HAKIKAT CINTA KEPADA ALLAH SWT

ari zaid
0

 

rsc: mui.or.id

Cinta merupakan fitrah suci yang Allah anugerahkan kepada manusia. Cinta menjadi salah satu unsur penting dalam kehidupan manusia. Cinta mampu menjelma menjadi sebuah kekuatan yang tidak mampu dicapai oleh akal. Allah Swt menyebut kata cinta dalam al-Quran lebih dari lima puluh kali. Para penyair mengatakan bahwa cinta adalah sebuah kata yang tidak dapat didefinisikan, karena cinta tidak  memiliki batas waktu dan tempat. Cinta dapat muncul pada waktu kapanpun, dimanapun, dan dalam kondisi apapun.

Cinta yang memiliki tujuan yang tepat, akan membawa sang pembawa cinta menuju kebahagiaan yang abadi. Sebaliknya, cinta yang tidak memiliki tujuan atau cinta yang salah alamat akan membawa sang pembawa cinta kepada jurang kehinaan dan kesengsaraan. Cinta yang baik tentu memiliki tujuan yang baik juga, dan sebaik-baik tujuan adalah kehadirat Allah Swt. Cinta kepada Allah Swt. (mahabbatullah) berarti menempatkan Allah Swt. Di dalam hati sanubari, dan merupakan tingkatan cinta tertinggi dan hakiki. Cinta seseorang kepada Allah tumbuh dari pengaruh akal dan jiwa yang kuat akibat berpikir mendalam terhadap kekuasaan-Nya di langit dan bumi.

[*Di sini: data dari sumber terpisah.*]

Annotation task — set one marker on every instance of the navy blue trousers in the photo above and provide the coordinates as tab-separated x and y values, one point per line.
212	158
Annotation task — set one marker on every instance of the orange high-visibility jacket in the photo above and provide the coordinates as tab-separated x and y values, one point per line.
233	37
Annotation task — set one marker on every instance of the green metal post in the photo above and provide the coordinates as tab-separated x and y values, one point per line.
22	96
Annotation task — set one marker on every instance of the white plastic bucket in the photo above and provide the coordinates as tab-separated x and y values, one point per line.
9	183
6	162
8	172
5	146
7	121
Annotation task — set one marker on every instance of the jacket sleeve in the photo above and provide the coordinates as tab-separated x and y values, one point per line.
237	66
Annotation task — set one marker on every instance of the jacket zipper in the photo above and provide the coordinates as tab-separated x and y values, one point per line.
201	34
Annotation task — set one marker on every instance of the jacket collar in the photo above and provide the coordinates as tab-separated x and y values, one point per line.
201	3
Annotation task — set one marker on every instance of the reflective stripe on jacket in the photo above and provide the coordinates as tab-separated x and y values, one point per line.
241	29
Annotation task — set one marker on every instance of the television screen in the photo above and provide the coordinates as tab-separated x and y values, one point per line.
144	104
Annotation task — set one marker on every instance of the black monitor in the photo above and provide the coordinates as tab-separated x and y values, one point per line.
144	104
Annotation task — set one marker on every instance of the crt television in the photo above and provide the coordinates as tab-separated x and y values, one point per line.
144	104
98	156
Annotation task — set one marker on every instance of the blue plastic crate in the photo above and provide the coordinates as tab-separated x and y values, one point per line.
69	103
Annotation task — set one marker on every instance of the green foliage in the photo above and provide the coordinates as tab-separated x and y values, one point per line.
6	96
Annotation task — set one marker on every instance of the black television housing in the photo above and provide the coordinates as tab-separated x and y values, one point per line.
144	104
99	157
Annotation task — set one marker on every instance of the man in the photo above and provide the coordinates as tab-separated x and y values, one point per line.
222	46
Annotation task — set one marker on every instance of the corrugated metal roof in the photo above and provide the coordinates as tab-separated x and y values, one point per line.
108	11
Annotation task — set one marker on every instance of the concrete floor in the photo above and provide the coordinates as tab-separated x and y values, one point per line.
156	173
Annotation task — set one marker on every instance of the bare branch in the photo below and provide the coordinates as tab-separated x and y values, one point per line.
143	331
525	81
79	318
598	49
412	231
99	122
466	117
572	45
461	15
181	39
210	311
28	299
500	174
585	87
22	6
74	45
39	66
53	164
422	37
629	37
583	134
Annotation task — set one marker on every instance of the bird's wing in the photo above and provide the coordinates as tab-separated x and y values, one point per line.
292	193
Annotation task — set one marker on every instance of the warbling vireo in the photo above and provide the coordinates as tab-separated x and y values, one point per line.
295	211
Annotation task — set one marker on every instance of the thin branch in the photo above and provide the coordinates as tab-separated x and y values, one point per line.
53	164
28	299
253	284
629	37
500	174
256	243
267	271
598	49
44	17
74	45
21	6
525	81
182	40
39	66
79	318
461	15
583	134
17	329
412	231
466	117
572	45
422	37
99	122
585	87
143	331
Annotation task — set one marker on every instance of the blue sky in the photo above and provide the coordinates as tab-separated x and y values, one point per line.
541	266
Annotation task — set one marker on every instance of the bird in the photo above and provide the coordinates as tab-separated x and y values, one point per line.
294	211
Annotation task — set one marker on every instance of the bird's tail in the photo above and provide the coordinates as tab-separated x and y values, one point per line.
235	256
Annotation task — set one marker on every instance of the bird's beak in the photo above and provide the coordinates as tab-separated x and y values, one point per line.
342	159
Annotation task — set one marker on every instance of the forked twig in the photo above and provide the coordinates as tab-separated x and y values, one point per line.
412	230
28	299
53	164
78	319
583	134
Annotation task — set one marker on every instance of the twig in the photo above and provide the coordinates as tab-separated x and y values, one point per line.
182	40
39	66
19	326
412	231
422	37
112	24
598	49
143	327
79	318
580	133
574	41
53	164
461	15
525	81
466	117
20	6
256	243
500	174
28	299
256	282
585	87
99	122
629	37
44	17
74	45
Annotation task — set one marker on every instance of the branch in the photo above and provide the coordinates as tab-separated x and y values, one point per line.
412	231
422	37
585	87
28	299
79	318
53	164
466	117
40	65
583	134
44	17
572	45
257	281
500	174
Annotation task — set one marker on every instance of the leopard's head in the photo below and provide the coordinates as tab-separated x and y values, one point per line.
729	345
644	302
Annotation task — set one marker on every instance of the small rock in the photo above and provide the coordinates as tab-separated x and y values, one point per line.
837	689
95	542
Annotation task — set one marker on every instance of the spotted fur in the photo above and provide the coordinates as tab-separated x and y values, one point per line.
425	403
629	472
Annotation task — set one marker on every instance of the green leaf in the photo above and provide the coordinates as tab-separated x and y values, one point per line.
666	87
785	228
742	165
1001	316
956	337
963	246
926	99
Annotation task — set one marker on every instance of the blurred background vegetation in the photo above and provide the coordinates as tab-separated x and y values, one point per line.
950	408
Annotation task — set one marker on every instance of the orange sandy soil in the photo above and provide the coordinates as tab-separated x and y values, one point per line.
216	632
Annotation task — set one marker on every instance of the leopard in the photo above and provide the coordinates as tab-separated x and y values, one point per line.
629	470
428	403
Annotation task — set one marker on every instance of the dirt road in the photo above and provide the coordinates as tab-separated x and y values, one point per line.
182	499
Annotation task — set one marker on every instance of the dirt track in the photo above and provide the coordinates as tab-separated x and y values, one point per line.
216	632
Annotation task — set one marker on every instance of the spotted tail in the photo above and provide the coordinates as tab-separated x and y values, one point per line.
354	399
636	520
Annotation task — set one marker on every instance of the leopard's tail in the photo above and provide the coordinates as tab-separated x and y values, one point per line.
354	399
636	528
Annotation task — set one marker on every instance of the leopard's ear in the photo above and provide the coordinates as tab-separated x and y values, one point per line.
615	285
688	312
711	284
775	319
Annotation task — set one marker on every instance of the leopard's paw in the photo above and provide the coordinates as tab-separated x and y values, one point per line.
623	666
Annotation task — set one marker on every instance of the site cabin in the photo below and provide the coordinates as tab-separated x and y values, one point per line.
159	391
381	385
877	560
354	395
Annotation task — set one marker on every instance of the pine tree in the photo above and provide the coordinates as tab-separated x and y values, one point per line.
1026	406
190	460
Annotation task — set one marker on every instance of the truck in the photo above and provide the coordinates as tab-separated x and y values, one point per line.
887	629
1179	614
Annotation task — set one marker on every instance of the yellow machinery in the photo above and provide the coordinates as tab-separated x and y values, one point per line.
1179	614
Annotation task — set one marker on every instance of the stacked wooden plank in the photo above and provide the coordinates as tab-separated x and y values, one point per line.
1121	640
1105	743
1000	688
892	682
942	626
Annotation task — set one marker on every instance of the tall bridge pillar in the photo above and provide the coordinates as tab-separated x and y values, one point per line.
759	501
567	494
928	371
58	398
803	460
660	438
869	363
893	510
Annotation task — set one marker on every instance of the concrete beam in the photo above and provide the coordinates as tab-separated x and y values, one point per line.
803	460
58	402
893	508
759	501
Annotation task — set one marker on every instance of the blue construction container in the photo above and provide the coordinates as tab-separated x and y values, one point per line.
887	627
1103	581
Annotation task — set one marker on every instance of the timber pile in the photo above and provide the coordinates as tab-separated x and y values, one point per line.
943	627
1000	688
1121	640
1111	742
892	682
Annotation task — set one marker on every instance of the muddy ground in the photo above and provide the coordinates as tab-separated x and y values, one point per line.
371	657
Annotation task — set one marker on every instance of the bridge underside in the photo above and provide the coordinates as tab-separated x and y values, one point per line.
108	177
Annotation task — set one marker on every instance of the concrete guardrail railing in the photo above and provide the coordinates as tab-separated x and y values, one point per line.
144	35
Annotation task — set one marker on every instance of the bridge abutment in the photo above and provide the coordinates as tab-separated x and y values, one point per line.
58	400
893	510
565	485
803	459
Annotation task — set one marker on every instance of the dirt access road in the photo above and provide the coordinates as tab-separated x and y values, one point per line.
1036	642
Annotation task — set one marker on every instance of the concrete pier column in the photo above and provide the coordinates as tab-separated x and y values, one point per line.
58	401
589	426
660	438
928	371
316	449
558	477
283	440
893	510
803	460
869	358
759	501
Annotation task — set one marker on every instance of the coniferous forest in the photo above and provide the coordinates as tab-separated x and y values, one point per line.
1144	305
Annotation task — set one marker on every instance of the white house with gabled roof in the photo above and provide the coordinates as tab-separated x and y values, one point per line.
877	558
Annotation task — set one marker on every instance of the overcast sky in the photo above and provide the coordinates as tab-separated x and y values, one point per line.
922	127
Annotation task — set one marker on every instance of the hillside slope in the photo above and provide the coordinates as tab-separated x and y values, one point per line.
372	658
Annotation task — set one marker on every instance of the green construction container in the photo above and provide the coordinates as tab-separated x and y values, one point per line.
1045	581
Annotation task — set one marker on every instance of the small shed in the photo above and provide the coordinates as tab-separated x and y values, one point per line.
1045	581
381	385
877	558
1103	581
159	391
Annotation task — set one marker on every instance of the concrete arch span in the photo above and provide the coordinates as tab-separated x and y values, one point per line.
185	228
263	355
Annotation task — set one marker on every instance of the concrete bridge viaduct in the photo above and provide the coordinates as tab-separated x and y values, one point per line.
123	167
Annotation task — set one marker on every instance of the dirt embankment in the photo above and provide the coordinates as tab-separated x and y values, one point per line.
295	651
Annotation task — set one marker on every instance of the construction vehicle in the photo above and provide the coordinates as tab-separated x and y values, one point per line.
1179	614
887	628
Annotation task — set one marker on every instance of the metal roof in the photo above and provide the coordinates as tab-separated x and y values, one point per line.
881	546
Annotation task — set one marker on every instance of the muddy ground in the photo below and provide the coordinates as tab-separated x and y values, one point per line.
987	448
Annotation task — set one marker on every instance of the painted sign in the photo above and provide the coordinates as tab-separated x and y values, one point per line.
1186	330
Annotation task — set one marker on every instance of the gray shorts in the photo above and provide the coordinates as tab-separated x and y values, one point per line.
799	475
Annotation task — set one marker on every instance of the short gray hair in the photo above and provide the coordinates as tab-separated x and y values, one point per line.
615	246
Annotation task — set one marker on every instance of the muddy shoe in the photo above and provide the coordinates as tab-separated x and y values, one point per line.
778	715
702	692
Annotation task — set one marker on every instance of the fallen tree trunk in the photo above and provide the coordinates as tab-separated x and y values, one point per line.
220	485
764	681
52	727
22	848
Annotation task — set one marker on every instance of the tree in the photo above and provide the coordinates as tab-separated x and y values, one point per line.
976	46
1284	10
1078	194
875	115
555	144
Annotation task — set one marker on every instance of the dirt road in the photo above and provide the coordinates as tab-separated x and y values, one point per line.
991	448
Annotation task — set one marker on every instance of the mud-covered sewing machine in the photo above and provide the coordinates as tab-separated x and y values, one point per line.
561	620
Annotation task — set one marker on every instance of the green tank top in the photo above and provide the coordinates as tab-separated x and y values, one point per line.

Cinta menimbulkan rasa takut, takut akan kehilangan apa yang dicintainya, takut akan melukai apa yang dicintainya, takut merusak apa yang dicintainya, cinta yang baik dan benar menimbulkan sebuah perasaan takut yang tertinggi dan hakiki. Rasa takut tertinggi nan hakiki, disebut dengan (khauf) yang merupakan sifat orang bertaqwa, sekaligus merupakan bukti iman kepada Allah Swt. Takut kepada Allah Swt. dapat berupa rasa takut tidak diterimanya taubat, takut tidak mampu istikamah dalam beramal saleh, takut akan mengikuti hawa nafsu, takut tertipu oleh gemerlap duniawi, takut terperosok dalam jurang maksiat, takut atas siksa kubur, takut terjebak pada kesibukan yang melalalikan dari Allah Swt., takut menjadi sombong karena memperoleh nikmat dari Allah Swt., takut mendapatkan siksaan di dunia dan takut tidak mendapatkan nikmat surga.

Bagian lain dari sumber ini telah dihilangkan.